问题描述
我跟踪网络访问者.我存储了IP地址以及访问的时间戳.
I track web visitors. I store the IP address as well as the timestamp of the visit.
ip_address time_stamp
180.2.79.3 1301654105
180.2.79.3 1301654106
180.2.79.3 1301654354
180.2.79.3 1301654356
180.2.79.3 1301654358
180.2.79.3 1301654366
180.2.79.3 1301654368
180.2.79.3 1301654422
我有一个查询以获取总曲目:
I have a query to get total tracks:
SELECT COUNT(*) AS tracks FROM tracking
但是,我现在要忽略每次访问后10秒内多次访问过的用户的访问.由于我不认为这是另一次访问,因此它仍然是第一次访问的一部分.
However, I now want to disregard visits from users that have visited multiple times within 10 seconds of each visit. Since I don't consider this another visit, its still part of the first visit.
我很难将其放入SQL查询表单中,对此我将不胜感激!
I am having difficulty in putting this into a SQL query form, I would appreciate any help on this!
推荐答案
让我从此表开始.我将使用普通时间戳记,以便我们可以轻松了解发生了什么.
Let me start with this table. I'll use ordinary timestamps so we can easily see what's going on.
180.2.79.3 2011-01-01 08:00:00
180.2.79.3 2011-01-01 08:00:09
180.2.79.3 2011-01-01 08:00:20
180.2.79.3 2011-01-01 08:00:23
180.2.79.3 2011-01-01 08:00:25
180.2.79.3 2011-01-01 08:00:40
180.2.79.4 2011-01-01 08:00:00
180.2.79.4 2011-01-01 08:00:13
180.2.79.4 2011-01-01 08:00:23
180.2.79.4 2011-01-01 08:00:25
180.2.79.4 2011-01-01 08:00:27
180.2.79.4 2011-01-01 08:00:29
180.2.79.4 2011-01-01 08:00:50
如果我对您的理解正确,那么您想这样算.
If I understand you correctly, you want to count these like this.
180.2.79.3 3
180.2.79.4 3
您可以通过选择两个的最大时间戳来为每个ip_address做到这一点
You can do that for each ip_address by selecting the maximum timestamp that is both
- 大于当前行的时间戳记和
- 比当前行的时间戳大不超过10秒.
- greater than the current row'stimestamp, and
- less than or equal to 10 seconds greater than the current row's timestamp.

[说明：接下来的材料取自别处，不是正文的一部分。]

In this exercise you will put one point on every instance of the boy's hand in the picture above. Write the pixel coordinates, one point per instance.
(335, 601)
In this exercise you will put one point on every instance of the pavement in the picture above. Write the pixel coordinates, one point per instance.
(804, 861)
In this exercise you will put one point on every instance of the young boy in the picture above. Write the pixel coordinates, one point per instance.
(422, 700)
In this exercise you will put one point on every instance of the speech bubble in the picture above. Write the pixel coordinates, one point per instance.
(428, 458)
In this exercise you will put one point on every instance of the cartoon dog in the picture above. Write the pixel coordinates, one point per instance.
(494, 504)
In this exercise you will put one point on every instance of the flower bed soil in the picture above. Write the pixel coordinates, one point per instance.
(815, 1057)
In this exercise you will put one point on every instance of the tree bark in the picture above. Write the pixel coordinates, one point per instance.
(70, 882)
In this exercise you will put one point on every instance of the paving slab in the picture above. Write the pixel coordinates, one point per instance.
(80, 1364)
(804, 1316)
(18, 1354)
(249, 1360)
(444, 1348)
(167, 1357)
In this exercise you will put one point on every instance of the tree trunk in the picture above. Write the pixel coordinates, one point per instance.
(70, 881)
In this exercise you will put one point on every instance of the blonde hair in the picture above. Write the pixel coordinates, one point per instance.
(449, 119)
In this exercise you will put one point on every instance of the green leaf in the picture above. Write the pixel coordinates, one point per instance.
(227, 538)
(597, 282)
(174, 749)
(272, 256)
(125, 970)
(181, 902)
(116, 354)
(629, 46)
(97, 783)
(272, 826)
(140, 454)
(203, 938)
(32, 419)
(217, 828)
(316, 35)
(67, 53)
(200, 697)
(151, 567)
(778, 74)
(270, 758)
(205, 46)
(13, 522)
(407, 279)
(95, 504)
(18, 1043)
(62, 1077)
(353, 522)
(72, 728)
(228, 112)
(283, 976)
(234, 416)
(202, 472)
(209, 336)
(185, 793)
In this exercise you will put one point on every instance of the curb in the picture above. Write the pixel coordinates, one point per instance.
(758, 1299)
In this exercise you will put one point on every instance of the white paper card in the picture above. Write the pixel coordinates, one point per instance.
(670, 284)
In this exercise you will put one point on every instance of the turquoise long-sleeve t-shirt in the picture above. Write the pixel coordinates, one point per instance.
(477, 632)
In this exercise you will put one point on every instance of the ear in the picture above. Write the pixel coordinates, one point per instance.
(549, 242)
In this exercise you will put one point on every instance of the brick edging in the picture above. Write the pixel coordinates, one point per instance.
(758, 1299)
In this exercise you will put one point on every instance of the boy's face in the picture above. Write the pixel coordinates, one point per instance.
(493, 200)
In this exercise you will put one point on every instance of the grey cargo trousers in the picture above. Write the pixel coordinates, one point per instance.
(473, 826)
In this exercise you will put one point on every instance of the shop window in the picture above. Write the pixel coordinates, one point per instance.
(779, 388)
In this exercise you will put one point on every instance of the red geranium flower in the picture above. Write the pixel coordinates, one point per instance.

将这两个条件结合起来会引入一些空值,这些空值确实非常有用.
Taking these two criteria together will introduce some nulls, which turn out to be really useful.
select ip_address,
t_s.time_stamp,
(select max(t.time_stamp)
from t_s t
where t.ip_address = t_s.ip_address
and t.time_stamp > t_s.time_stamp
and t.time_stamp - t_s.time_stamp <= interval '10' second) next_page
from t_s
group by ip_address, t_s.time_stamp
order by ip_address, t_s.time_stamp;
ip_address time_stamp next_page
180.2.79.3 2011-01-01 08:00:00 2011-01-01 08:00:09
180.2.79.3 2011-01-01 08:00:09 <null>
180.2.79.3 2011-01-01 08:00:20 2011-01-01 08:00:25
180.2.79.3 2011-01-01 08:00:23 2011-01-01 08:00:25
180.2.79.3 2011-01-01 08:00:25 <null>
180.2.79.3 2011-01-01 08:00:40 <null>
180.2.79.4 2011-01-01 08:00:00 <null>
180.2.79.4 2011-01-01 08:00:13 2011-01-01 08:00:23
180.2.79.4 2011-01-01 08:00:23 2011-01-01 08:00:29
180.2.79.4 2011-01-01 08:00:25 2011-01-01 08:00:29
180.2.79.4 2011-01-01 08:00:27 2011-01-01 08:00:29
180.2.79.4 2011-01-01 08:00:29 <null>
180.2.79.4 2011-01-01 08:00:50 <null>
标记访问结束的时间戳记其自己的next_page为空.这是因为该行的时间戳不小于或等于time_stamp + 10秒.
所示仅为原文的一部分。